Photo used with permission
On the left is a contemporary home whose footprint is enormous. It might as well be the Americanized version of something out of Downton Abbey. On the right is an article about who has prospered during the pandemic. I can’t read every word so I’ll need to paraphrase:
This pandemic has created winners and losers...Higher-income households and households that own their homes or a second one are big winners. Losers are lower-income households who are likely to rent or are struggling as homeowners.
If you haven’t heard Mr. Lanahan speak this would be a great opportunity. It also gives you a chance to investigate the new Equity Resource Center. I know there are people who think, “oh, that equity stuff isn’t my thing.” But perhaps housing or community building is your thing, or recent Maryland history, or fascinating book talks, or libraries. After all, libraries are meant for everyone. You don’t have to be a specialist to be welcome.
I’d say that the single greatest quality of people you’ll find at the library is curiosity. And you wouldn’t be reading this blog if you weren’t a curious person, so, I think you are qualified to learn something new or deepen what knowledge you have already.
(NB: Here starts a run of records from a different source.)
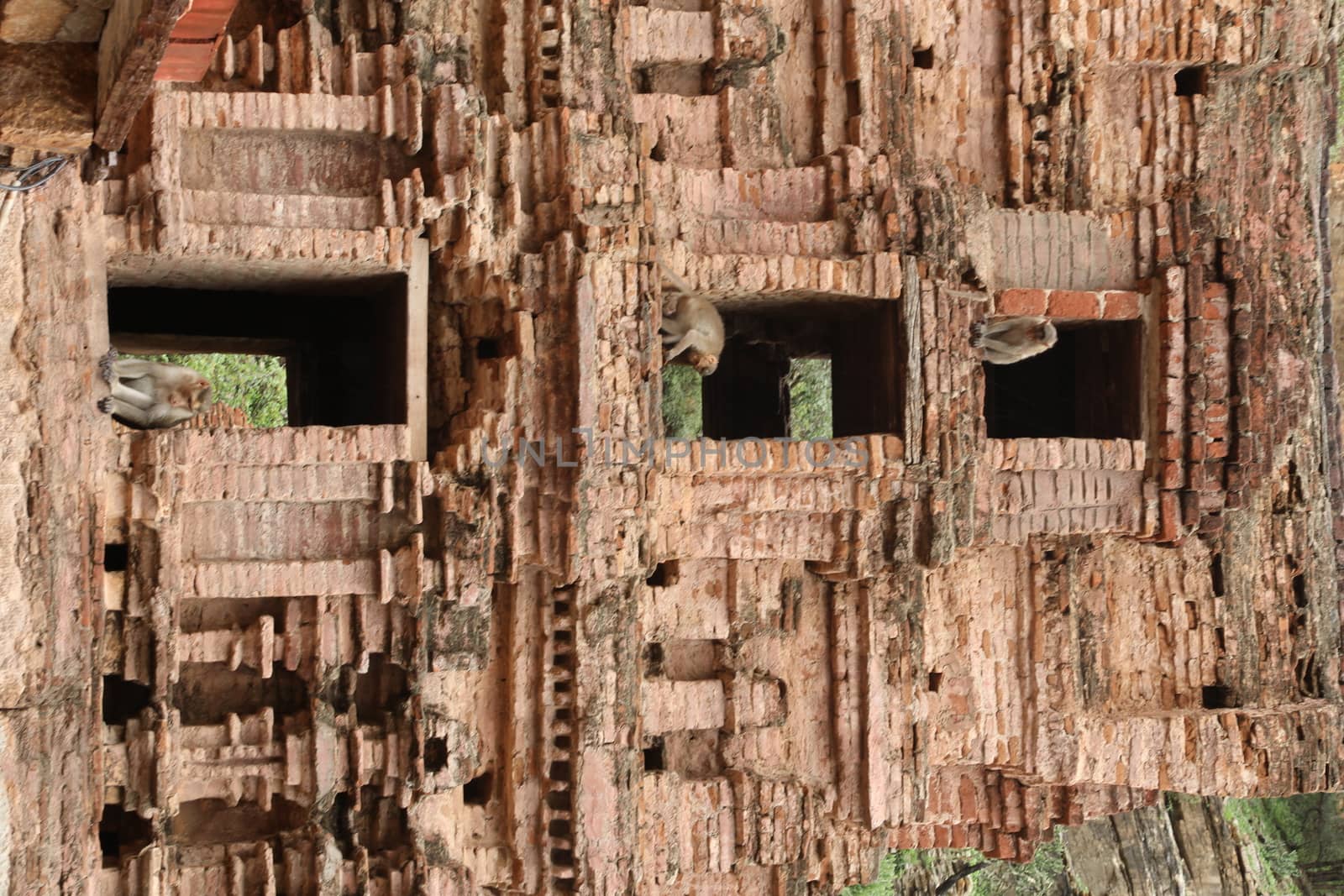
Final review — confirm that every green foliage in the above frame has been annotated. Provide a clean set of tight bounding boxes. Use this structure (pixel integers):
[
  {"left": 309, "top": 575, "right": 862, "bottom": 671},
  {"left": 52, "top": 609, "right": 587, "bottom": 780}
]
[
  {"left": 840, "top": 849, "right": 919, "bottom": 896},
  {"left": 842, "top": 838, "right": 1084, "bottom": 896},
  {"left": 785, "top": 358, "right": 835, "bottom": 439},
  {"left": 1223, "top": 794, "right": 1320, "bottom": 894},
  {"left": 663, "top": 364, "right": 704, "bottom": 439},
  {"left": 126, "top": 354, "right": 289, "bottom": 427}
]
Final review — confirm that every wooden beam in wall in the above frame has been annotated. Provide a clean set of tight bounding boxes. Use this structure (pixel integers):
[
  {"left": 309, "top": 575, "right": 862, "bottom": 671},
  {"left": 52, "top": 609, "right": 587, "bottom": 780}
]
[{"left": 94, "top": 0, "right": 191, "bottom": 152}]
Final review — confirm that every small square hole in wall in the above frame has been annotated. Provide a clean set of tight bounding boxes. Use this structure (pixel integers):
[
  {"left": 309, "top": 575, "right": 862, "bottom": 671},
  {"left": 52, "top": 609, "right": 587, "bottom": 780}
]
[
  {"left": 1176, "top": 65, "right": 1208, "bottom": 97},
  {"left": 108, "top": 275, "right": 422, "bottom": 435},
  {"left": 462, "top": 771, "right": 495, "bottom": 806},
  {"left": 663, "top": 297, "right": 905, "bottom": 439},
  {"left": 984, "top": 321, "right": 1142, "bottom": 439},
  {"left": 643, "top": 737, "right": 667, "bottom": 771}
]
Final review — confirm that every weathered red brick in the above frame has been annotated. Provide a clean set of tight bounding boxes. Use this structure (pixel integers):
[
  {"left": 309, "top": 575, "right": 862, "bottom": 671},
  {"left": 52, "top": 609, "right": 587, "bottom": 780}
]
[
  {"left": 1102, "top": 289, "right": 1142, "bottom": 321},
  {"left": 1158, "top": 491, "right": 1180, "bottom": 542},
  {"left": 1050, "top": 289, "right": 1100, "bottom": 318},
  {"left": 995, "top": 289, "right": 1047, "bottom": 317}
]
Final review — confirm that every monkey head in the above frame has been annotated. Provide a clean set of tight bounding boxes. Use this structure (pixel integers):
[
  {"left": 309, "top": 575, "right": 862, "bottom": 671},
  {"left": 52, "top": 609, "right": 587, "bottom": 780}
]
[
  {"left": 690, "top": 352, "right": 719, "bottom": 376},
  {"left": 1039, "top": 321, "right": 1059, "bottom": 348}
]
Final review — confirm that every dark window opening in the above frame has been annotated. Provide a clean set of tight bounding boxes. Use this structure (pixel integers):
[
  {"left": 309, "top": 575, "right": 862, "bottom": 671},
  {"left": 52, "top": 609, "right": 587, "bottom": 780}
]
[
  {"left": 1293, "top": 572, "right": 1306, "bottom": 609},
  {"left": 645, "top": 560, "right": 681, "bottom": 589},
  {"left": 98, "top": 804, "right": 155, "bottom": 867},
  {"left": 102, "top": 676, "right": 152, "bottom": 726},
  {"left": 168, "top": 797, "right": 307, "bottom": 846},
  {"left": 318, "top": 790, "right": 354, "bottom": 860},
  {"left": 1176, "top": 65, "right": 1208, "bottom": 97},
  {"left": 643, "top": 737, "right": 664, "bottom": 771},
  {"left": 354, "top": 784, "right": 410, "bottom": 851},
  {"left": 172, "top": 663, "right": 309, "bottom": 726},
  {"left": 663, "top": 638, "right": 726, "bottom": 681},
  {"left": 177, "top": 598, "right": 286, "bottom": 634},
  {"left": 462, "top": 771, "right": 495, "bottom": 806},
  {"left": 102, "top": 544, "right": 129, "bottom": 572},
  {"left": 682, "top": 300, "right": 906, "bottom": 439},
  {"left": 984, "top": 321, "right": 1142, "bottom": 439},
  {"left": 108, "top": 283, "right": 410, "bottom": 426},
  {"left": 844, "top": 81, "right": 863, "bottom": 118},
  {"left": 425, "top": 737, "right": 448, "bottom": 775},
  {"left": 1200, "top": 685, "right": 1238, "bottom": 710},
  {"left": 643, "top": 643, "right": 663, "bottom": 679},
  {"left": 630, "top": 62, "right": 714, "bottom": 97},
  {"left": 354, "top": 652, "right": 412, "bottom": 723}
]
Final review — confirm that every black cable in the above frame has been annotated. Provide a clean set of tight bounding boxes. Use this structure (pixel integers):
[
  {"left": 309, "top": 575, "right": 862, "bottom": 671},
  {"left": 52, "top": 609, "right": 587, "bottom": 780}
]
[
  {"left": 0, "top": 156, "right": 70, "bottom": 193},
  {"left": 932, "top": 862, "right": 990, "bottom": 896}
]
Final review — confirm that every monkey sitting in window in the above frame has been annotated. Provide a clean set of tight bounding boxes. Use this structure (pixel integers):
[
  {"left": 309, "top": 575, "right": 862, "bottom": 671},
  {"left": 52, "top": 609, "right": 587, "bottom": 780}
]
[
  {"left": 98, "top": 348, "right": 211, "bottom": 430},
  {"left": 659, "top": 264, "right": 723, "bottom": 376},
  {"left": 970, "top": 317, "right": 1059, "bottom": 364}
]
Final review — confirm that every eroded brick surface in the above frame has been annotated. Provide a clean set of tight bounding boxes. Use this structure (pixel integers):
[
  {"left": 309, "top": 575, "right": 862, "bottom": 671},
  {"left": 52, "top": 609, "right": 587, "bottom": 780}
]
[{"left": 0, "top": 0, "right": 1344, "bottom": 896}]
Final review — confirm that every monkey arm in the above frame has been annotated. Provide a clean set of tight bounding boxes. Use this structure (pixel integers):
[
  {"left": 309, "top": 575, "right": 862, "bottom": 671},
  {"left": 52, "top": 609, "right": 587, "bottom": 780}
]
[
  {"left": 663, "top": 331, "right": 695, "bottom": 364},
  {"left": 112, "top": 395, "right": 193, "bottom": 430},
  {"left": 112, "top": 380, "right": 157, "bottom": 410},
  {"left": 983, "top": 317, "right": 1044, "bottom": 344},
  {"left": 981, "top": 338, "right": 1050, "bottom": 364}
]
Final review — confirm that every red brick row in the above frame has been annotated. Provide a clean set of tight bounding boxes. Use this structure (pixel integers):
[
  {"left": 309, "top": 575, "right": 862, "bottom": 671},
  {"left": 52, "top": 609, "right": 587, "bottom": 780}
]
[{"left": 995, "top": 287, "right": 1142, "bottom": 321}]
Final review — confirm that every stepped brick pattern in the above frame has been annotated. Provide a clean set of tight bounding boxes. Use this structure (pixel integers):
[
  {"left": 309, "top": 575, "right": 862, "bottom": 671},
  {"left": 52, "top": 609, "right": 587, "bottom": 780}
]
[{"left": 0, "top": 0, "right": 1344, "bottom": 896}]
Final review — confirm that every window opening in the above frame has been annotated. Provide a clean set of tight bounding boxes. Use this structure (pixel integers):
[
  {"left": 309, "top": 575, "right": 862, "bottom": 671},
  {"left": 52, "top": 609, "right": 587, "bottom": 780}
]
[
  {"left": 1176, "top": 65, "right": 1208, "bottom": 97},
  {"left": 984, "top": 321, "right": 1142, "bottom": 439},
  {"left": 663, "top": 300, "right": 906, "bottom": 439}
]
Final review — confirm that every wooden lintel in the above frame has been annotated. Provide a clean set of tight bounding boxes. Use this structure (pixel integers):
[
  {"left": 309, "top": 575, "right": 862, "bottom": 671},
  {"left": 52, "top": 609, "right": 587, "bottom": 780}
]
[{"left": 94, "top": 0, "right": 191, "bottom": 152}]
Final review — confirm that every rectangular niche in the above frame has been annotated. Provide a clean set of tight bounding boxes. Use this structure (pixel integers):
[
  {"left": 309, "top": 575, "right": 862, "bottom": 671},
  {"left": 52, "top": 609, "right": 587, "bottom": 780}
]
[
  {"left": 664, "top": 297, "right": 906, "bottom": 439},
  {"left": 108, "top": 253, "right": 428, "bottom": 459},
  {"left": 984, "top": 320, "right": 1144, "bottom": 439}
]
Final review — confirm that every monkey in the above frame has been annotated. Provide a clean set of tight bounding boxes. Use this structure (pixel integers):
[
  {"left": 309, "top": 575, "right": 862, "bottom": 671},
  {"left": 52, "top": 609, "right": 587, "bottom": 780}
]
[
  {"left": 659, "top": 264, "right": 723, "bottom": 376},
  {"left": 970, "top": 317, "right": 1059, "bottom": 364},
  {"left": 98, "top": 348, "right": 213, "bottom": 430}
]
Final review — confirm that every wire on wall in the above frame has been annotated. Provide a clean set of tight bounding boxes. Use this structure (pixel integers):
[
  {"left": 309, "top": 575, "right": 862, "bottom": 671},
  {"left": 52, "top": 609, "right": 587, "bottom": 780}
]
[{"left": 0, "top": 156, "right": 70, "bottom": 193}]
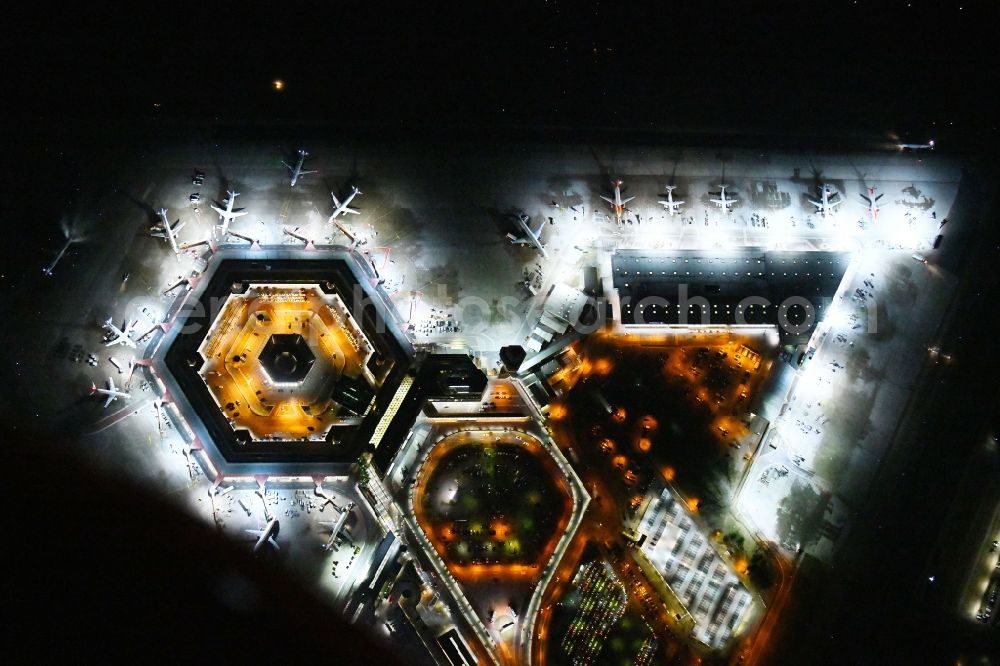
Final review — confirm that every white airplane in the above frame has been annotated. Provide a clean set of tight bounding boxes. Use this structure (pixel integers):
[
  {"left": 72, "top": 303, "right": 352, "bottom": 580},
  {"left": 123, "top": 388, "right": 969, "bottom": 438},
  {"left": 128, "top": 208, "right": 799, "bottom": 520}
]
[
  {"left": 601, "top": 180, "right": 635, "bottom": 224},
  {"left": 659, "top": 185, "right": 684, "bottom": 215},
  {"left": 861, "top": 187, "right": 882, "bottom": 222},
  {"left": 507, "top": 213, "right": 549, "bottom": 259},
  {"left": 319, "top": 502, "right": 354, "bottom": 550},
  {"left": 281, "top": 148, "right": 316, "bottom": 187},
  {"left": 327, "top": 187, "right": 361, "bottom": 222},
  {"left": 90, "top": 377, "right": 132, "bottom": 409},
  {"left": 809, "top": 183, "right": 844, "bottom": 217},
  {"left": 247, "top": 518, "right": 281, "bottom": 555},
  {"left": 212, "top": 190, "right": 247, "bottom": 238},
  {"left": 149, "top": 208, "right": 184, "bottom": 254},
  {"left": 709, "top": 185, "right": 739, "bottom": 213},
  {"left": 104, "top": 317, "right": 139, "bottom": 349}
]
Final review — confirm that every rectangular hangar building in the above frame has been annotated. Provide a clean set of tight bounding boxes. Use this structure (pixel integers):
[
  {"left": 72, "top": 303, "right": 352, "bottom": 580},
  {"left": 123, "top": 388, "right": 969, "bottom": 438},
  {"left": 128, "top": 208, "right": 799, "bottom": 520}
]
[{"left": 611, "top": 247, "right": 851, "bottom": 344}]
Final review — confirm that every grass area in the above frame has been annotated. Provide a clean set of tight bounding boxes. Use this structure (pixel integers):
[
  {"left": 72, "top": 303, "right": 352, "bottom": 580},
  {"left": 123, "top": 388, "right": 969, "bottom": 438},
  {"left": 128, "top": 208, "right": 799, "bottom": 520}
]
[{"left": 418, "top": 442, "right": 568, "bottom": 564}]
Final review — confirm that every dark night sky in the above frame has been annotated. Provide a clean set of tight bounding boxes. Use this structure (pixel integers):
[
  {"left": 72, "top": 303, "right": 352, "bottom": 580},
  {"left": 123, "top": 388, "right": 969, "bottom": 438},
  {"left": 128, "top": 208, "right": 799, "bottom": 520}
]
[{"left": 3, "top": 0, "right": 998, "bottom": 143}]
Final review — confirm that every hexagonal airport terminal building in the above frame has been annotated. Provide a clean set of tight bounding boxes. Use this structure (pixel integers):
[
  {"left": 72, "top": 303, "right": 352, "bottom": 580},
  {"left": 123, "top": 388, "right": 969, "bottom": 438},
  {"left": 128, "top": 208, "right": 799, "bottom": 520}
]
[
  {"left": 150, "top": 251, "right": 412, "bottom": 476},
  {"left": 198, "top": 284, "right": 383, "bottom": 441}
]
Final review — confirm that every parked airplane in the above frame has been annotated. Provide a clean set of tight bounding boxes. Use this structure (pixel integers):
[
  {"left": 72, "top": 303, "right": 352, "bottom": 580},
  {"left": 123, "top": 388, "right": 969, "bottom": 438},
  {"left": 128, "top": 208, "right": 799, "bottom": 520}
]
[
  {"left": 319, "top": 502, "right": 354, "bottom": 550},
  {"left": 809, "top": 183, "right": 844, "bottom": 217},
  {"left": 709, "top": 185, "right": 739, "bottom": 213},
  {"left": 247, "top": 518, "right": 281, "bottom": 555},
  {"left": 282, "top": 148, "right": 316, "bottom": 187},
  {"left": 104, "top": 317, "right": 139, "bottom": 349},
  {"left": 327, "top": 187, "right": 361, "bottom": 222},
  {"left": 601, "top": 180, "right": 635, "bottom": 224},
  {"left": 660, "top": 185, "right": 684, "bottom": 215},
  {"left": 861, "top": 187, "right": 882, "bottom": 222},
  {"left": 90, "top": 377, "right": 132, "bottom": 409},
  {"left": 212, "top": 190, "right": 247, "bottom": 238},
  {"left": 149, "top": 208, "right": 184, "bottom": 254},
  {"left": 507, "top": 213, "right": 549, "bottom": 258}
]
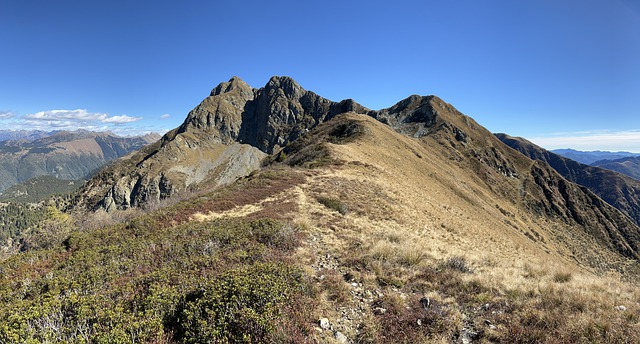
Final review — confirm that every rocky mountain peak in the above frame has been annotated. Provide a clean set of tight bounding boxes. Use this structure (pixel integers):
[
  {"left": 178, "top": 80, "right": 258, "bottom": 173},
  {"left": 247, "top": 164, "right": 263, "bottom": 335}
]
[
  {"left": 210, "top": 76, "right": 253, "bottom": 98},
  {"left": 264, "top": 76, "right": 307, "bottom": 99}
]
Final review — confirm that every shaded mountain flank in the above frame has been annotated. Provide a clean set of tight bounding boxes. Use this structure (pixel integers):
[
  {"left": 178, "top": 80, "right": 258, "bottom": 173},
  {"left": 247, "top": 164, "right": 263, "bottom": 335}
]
[
  {"left": 77, "top": 77, "right": 640, "bottom": 266},
  {"left": 591, "top": 157, "right": 640, "bottom": 180},
  {"left": 0, "top": 130, "right": 160, "bottom": 192},
  {"left": 496, "top": 134, "right": 640, "bottom": 231}
]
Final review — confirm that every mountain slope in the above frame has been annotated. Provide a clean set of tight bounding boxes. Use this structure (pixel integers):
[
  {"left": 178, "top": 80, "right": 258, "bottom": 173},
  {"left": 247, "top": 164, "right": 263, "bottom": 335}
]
[
  {"left": 0, "top": 131, "right": 159, "bottom": 191},
  {"left": 551, "top": 149, "right": 639, "bottom": 165},
  {"left": 591, "top": 157, "right": 640, "bottom": 180},
  {"left": 0, "top": 80, "right": 640, "bottom": 343},
  {"left": 74, "top": 77, "right": 368, "bottom": 209},
  {"left": 0, "top": 111, "right": 640, "bottom": 343},
  {"left": 496, "top": 134, "right": 640, "bottom": 230}
]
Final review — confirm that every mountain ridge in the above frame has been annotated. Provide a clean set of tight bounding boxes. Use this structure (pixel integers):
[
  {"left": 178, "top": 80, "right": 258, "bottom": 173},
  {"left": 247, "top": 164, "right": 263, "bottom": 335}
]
[
  {"left": 495, "top": 134, "right": 640, "bottom": 231},
  {"left": 0, "top": 131, "right": 159, "bottom": 191}
]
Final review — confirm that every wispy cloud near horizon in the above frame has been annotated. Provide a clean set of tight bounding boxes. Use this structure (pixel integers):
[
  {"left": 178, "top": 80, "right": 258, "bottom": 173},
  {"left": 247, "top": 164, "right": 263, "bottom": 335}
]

If you can’t make it Wednesday, take a listen to Episode 72
of Elevate Maryland where Lanahan is the featured guest. From Elevate’s Facebook page:
"I wasn't interested in 'beat the odds' stories. I wanted to write about the odds." - Lawrence Lanahan
This podcast will make you think about where you live, how you live, and the manner in which other people live differently. In his book The Lines Between Us, Lawrence Lanahan examines the legal boundaries that separate us from one another through the lives of those he profiles. This story includes Columbia, but, as Lawrence describes, not as the happy landing spot that some may imagine.
Oh yeah. I forgot the mention that The Lines Between Us has a Columbia connection. Have you read it yet? You may have to wait a bit if you want to borrow it. All twelve copies owned by the library are checked out. Hmm…there’s clearly something fascinating about this book.